The selection criteria offer a good organizing framework but can make for dry subheadings when you want to cultivate a sense of excitement. Instead, accompany each selection-criterion subheading with a phrase that states how your project satisfies the program goals. For example, instead of simply writing "Need for project," try something like: "Need for Project: Math Test Scores Fall for a Decade."
Hit your reader over the head when conveying how your project meets the goals of the program and the grant agency. This is not the time to be subtle.
Adhere to any formatting requirements specified in the program announcement, petty as they may sound. There are usually rules about minimum type size and margin size, as well as page limits. I have seen proposals returned without review for failing to follow such requirements.
Seek Professional Help
Check with a program officer at the grant-awarding agendy to see whether he or she will read and comment on a draft of your proposal before you submit it.
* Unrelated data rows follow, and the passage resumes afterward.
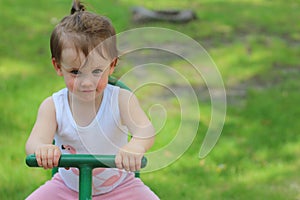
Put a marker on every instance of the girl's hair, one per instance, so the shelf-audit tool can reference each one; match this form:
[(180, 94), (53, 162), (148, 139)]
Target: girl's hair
[(85, 32)]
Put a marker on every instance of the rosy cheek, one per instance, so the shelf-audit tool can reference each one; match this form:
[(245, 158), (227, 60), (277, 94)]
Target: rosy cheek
[(70, 83), (102, 84)]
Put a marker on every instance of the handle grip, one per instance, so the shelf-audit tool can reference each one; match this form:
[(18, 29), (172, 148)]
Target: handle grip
[(79, 160)]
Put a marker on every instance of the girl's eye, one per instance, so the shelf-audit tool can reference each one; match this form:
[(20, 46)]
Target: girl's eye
[(75, 72), (97, 71)]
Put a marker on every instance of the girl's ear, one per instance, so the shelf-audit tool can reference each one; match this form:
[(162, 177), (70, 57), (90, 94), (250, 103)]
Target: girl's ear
[(113, 65), (57, 67)]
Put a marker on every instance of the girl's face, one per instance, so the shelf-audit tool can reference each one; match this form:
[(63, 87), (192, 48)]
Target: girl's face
[(85, 77)]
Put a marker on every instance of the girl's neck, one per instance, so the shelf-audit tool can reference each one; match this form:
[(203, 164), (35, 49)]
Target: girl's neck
[(84, 112)]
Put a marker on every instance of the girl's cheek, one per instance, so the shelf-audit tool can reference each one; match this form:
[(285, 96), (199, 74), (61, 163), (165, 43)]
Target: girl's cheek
[(70, 83)]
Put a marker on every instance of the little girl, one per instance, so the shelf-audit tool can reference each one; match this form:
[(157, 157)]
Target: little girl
[(89, 116)]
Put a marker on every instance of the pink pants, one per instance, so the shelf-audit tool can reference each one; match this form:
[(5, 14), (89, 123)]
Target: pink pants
[(131, 189)]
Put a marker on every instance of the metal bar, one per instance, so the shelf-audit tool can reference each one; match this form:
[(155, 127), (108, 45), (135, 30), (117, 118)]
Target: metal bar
[(85, 182), (76, 160)]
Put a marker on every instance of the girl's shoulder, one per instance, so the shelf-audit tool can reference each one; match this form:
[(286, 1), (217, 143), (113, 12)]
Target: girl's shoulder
[(47, 106)]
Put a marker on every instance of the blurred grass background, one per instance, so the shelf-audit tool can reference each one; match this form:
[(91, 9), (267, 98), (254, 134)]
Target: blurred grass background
[(254, 43)]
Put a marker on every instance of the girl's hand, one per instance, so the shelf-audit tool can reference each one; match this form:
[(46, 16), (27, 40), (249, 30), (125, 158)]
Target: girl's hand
[(47, 156), (129, 157)]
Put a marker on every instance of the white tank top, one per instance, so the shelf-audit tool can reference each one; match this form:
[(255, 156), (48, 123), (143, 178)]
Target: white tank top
[(104, 136)]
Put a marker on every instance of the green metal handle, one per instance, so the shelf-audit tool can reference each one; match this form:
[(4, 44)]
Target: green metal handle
[(78, 160), (85, 163)]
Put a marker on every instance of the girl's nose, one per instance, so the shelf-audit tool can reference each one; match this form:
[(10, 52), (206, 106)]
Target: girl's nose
[(86, 81)]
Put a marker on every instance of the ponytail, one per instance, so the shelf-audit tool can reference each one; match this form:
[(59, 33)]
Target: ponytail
[(77, 7)]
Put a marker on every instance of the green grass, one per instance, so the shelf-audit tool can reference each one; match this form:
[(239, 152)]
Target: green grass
[(255, 45)]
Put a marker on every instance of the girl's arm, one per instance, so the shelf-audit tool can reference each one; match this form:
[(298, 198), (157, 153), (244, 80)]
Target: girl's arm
[(132, 116), (42, 134)]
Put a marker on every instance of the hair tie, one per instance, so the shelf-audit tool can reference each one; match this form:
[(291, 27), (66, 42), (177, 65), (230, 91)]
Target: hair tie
[(77, 7)]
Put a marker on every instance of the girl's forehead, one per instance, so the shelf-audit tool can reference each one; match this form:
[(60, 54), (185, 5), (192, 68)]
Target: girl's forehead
[(74, 58)]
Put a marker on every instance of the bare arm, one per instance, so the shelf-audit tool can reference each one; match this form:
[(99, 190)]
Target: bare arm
[(143, 133), (42, 134)]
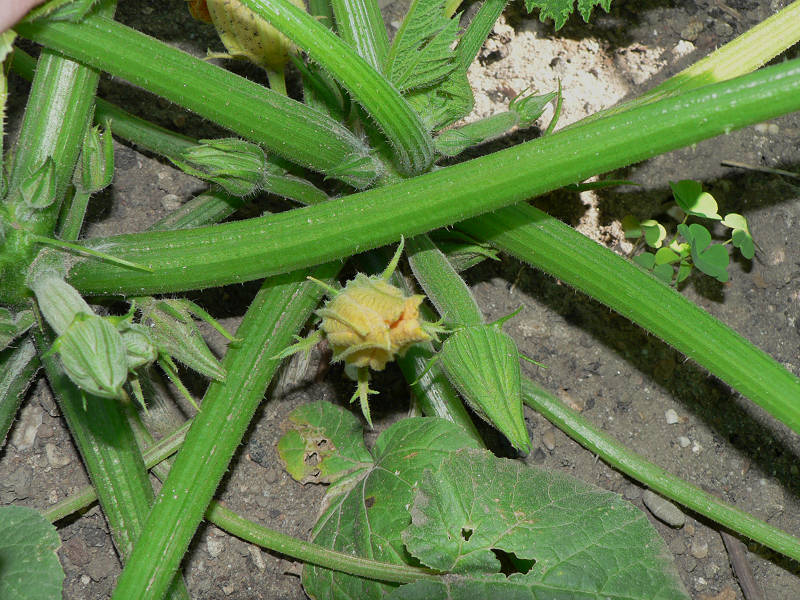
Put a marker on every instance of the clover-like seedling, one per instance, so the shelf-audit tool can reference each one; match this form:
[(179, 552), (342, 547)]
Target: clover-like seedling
[(368, 324), (672, 263)]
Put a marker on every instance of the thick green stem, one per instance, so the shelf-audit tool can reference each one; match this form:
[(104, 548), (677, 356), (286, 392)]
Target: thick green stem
[(654, 477), (412, 145), (748, 52), (546, 243), (283, 125), (247, 250), (313, 553), (17, 368), (360, 24), (56, 117)]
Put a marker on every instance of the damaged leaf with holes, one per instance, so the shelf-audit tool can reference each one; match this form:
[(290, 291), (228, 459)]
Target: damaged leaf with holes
[(507, 530), (367, 507)]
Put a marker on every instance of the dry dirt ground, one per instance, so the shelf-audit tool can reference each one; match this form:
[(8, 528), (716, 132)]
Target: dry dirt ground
[(624, 380)]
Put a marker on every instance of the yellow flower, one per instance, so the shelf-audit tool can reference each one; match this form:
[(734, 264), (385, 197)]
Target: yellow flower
[(370, 322)]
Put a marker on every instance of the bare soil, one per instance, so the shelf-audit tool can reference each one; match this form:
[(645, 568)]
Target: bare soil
[(623, 380)]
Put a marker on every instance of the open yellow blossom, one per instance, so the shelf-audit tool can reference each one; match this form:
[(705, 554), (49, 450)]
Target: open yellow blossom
[(370, 322)]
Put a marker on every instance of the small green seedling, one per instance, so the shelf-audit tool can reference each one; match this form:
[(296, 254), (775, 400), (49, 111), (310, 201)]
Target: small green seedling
[(673, 262)]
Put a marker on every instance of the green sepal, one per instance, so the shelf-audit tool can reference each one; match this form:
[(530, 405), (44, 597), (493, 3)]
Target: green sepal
[(174, 333), (654, 233), (482, 362), (97, 160), (139, 347), (93, 354), (13, 325), (236, 165), (359, 170), (58, 301)]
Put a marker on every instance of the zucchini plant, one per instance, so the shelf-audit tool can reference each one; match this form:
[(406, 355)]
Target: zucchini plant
[(358, 146)]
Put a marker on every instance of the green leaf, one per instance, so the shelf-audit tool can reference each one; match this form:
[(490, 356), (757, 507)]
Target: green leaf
[(632, 227), (421, 54), (684, 270), (29, 567), (324, 445), (559, 10), (584, 542), (666, 256), (689, 195), (654, 233), (63, 10), (710, 259), (482, 363), (368, 518), (97, 160), (38, 190), (664, 272), (741, 237)]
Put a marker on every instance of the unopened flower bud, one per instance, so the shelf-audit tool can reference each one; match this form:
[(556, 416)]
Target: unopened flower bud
[(236, 165), (97, 161), (139, 348), (93, 355)]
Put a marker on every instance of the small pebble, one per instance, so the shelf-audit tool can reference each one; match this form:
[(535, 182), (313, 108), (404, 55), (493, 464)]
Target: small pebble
[(255, 555), (663, 510), (24, 433), (632, 492), (56, 457), (677, 546), (215, 546), (549, 440), (699, 549), (700, 583), (271, 475)]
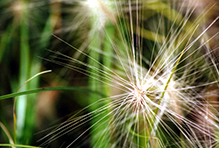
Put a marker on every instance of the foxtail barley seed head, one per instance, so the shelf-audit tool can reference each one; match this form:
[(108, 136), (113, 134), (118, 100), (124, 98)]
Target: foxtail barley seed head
[(160, 78)]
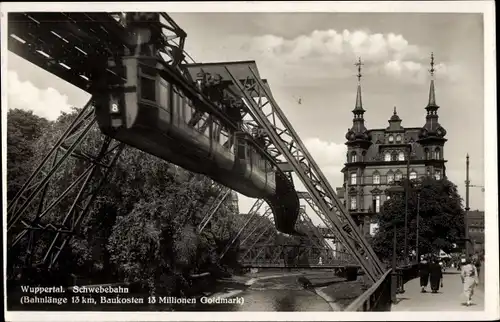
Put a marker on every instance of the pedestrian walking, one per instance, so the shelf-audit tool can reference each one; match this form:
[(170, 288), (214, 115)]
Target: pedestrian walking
[(469, 279), (477, 263), (423, 271), (435, 275)]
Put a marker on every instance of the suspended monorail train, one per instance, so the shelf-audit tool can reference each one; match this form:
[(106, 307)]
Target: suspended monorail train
[(152, 115)]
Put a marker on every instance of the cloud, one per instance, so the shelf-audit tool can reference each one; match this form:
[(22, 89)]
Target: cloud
[(48, 103), (326, 50), (329, 156)]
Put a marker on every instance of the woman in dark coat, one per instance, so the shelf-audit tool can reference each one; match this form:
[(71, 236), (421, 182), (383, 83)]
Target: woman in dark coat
[(435, 275), (423, 271)]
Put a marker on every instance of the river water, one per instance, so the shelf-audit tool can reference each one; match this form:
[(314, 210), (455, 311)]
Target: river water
[(277, 294)]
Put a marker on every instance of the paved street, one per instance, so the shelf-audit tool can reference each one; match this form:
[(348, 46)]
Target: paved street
[(449, 298)]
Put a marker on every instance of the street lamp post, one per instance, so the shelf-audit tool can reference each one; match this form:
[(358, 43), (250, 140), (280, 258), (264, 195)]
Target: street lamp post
[(394, 277), (407, 181), (467, 183), (418, 219), (395, 286)]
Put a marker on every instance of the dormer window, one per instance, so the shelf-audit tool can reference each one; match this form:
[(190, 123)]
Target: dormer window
[(354, 177), (353, 203), (427, 154), (390, 177), (437, 154)]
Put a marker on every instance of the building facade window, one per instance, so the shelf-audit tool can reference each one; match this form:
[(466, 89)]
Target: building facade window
[(353, 203), (437, 154), (390, 177), (376, 203), (354, 177)]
Some will read a full-length draft; others will read a mini-proposal or "white paper" early in the process to help you determine whether your project fits the program objectives.
If you can't get a program officer to read it, ask a colleague with expertise in your discipline to do so, or ask someone in your university's sponsored-projects office to read it for proper grammar and spelling.
Finally, don't miss the submission deadline. Don't think you can wait until the last minute if you're submitting electronically rather than by express delivery service. Agency computers can and do get overwhelmed in those last minutes before the deadline.
Proposal selection is really a process of elimination. Don't make your proposal easy to eliminate. Follow the rules and make it hard for the agency to turn you down.